I'm a very blessed lady.
There
has not been a day that I remember when I didn't know Jesus and all he did for me.
I was the daughter of a Baptist
minister who at the tender age of ‘as soon as I could talk’ I would be found singing “gone, gone, gone gone, yes my sins are gone”,
to the amusement of those around who
would wonder at the level of sins that this nearly two year old had experienced. A glimpse into my future maybe. To a teenager struggling with her desire to
be cool and fit in, so much so that my life ended up as a battleground of who I
really wanted to be. Only it was never really a contest.
Jesus had won me every
time.
Zip forward years later, past the wonderful husband who only God would
have known would be so right for me, on to the call of God on our life to
open our home and work with young people and amidst that, our two gorgeous
girls. And here was I with a huge dose
of enormous love, more than I could ever imagine, alongside hopes and dreams, fears
and an unfathomable sense of responsibility. You know that feeling. With the biggest hope and dream being that my
girls would know Jesus as their Saviour. So often I would be found praying specifically for things but always including in my prayer ‘but not if it doesn't
mean they won't know you.’ There was
a lot of fear there I guess and not a lot of trust.
“help
them pass this exam but not if it means they don’t know you”

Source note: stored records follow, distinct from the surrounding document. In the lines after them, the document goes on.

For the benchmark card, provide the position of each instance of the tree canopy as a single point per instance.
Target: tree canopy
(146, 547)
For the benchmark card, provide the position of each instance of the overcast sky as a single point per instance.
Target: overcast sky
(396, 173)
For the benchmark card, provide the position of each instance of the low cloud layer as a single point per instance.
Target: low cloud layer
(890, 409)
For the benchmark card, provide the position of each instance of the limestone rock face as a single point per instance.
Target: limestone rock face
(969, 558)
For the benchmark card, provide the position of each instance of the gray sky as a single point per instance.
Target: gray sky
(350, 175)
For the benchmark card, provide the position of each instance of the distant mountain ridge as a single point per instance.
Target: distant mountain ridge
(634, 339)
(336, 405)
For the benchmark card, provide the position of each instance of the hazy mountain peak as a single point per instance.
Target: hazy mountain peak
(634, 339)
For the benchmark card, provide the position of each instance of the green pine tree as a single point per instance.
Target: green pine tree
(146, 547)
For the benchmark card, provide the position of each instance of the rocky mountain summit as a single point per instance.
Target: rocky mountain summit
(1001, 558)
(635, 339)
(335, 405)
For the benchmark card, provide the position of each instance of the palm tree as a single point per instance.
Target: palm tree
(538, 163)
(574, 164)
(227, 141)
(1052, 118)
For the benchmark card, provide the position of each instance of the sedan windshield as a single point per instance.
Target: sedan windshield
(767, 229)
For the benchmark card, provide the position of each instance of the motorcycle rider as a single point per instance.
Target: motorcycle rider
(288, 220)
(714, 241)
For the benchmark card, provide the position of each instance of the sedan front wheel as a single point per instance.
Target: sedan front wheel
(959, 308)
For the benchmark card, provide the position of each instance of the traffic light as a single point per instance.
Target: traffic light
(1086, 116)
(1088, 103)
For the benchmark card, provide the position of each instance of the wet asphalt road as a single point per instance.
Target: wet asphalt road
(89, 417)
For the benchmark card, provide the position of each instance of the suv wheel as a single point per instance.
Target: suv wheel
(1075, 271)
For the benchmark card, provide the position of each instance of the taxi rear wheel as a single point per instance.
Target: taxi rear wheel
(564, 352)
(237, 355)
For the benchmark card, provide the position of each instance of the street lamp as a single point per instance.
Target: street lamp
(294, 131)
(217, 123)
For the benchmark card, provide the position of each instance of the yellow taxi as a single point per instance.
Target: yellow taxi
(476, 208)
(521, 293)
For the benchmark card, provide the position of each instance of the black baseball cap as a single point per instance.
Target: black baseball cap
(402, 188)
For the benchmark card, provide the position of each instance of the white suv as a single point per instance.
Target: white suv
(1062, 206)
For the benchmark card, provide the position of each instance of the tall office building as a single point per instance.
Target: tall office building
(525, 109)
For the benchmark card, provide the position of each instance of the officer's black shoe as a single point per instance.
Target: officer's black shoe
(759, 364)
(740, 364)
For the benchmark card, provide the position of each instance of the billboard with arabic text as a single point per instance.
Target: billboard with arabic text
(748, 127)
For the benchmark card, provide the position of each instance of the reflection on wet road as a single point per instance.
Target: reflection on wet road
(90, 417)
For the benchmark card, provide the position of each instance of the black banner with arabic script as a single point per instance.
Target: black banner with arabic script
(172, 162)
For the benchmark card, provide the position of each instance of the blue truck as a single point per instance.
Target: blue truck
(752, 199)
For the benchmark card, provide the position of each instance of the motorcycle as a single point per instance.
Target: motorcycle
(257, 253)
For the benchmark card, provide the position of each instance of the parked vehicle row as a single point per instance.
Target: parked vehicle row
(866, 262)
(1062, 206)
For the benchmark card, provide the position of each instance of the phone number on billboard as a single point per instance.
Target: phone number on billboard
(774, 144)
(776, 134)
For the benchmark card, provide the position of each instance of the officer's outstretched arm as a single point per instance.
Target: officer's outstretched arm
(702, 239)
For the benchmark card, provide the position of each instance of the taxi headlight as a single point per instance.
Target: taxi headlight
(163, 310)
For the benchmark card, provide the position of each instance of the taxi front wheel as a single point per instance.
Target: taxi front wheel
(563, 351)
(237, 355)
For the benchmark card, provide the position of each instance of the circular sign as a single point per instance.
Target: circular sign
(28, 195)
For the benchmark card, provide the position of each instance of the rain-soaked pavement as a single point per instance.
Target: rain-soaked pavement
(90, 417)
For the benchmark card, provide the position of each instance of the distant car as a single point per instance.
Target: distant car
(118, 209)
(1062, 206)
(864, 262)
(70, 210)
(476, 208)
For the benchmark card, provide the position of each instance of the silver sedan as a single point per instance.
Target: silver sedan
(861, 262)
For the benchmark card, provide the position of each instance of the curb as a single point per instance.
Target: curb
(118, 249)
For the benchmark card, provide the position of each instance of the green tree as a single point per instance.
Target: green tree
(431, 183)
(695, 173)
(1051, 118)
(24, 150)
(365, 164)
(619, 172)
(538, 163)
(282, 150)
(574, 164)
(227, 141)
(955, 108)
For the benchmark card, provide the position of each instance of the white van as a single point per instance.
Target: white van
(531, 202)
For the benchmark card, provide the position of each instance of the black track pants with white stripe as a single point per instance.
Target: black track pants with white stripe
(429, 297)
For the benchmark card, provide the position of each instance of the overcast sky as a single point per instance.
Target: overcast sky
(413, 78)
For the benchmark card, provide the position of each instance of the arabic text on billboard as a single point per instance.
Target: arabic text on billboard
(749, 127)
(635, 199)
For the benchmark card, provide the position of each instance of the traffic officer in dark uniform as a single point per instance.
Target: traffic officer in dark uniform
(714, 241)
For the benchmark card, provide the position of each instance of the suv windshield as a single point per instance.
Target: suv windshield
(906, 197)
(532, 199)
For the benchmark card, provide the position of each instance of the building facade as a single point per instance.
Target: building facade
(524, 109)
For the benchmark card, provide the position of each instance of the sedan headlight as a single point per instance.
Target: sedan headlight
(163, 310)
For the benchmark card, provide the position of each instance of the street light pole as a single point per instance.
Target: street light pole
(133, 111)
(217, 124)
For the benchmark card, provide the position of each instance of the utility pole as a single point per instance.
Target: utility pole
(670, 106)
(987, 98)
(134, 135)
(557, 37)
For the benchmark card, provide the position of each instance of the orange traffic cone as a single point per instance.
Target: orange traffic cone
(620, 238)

“help them succeed in this and that but not if
it means they don't know you”
“give them
friends, but only if they lead them to you”. You know that kind of thing.
What are your fears for those who you love?
For a beautiful teenage
girl?
And then sure enough, one of my
fears happened. I was in America, Alan was in another
state speaking at a ski retreat (some people get all the good jobs) and so alone,
without my man, I took a phone call and heard the words that you hope you never have to hear. “Mummy I'm pregnant!” My beautiful baby girl,17 years old, and all I could say was “I love you, I love you, I love you. We'll get through this”.
As I lay on my bed that night, not sleeping but a lot of sobbing, I felt
the crash of my hopes and dreams for her. I knew what it would mean. I was scared. I
knew she was scared. What now? What would
her future be? And I was angry too. You
see the father was a boy she met at the club we ran, for unchurched young
people, and we had always encouraged our girls to be involved, to come
alongside all young people, to love and
not judge. And now God why did you let
this happen? Her having dropped out of
ballet school because of injury and with time on her hands and him excluded
from school with time on his hands. I
knew there wasn't going to be a happy ending here. And there and then God gave me the verse in Romans 4 v 18,
'Against
all hope, Abraham in hope believed.'
'Against
all hope, Alyson in hope believed.'
I wasn't even sure what I was believing for, but I would hope.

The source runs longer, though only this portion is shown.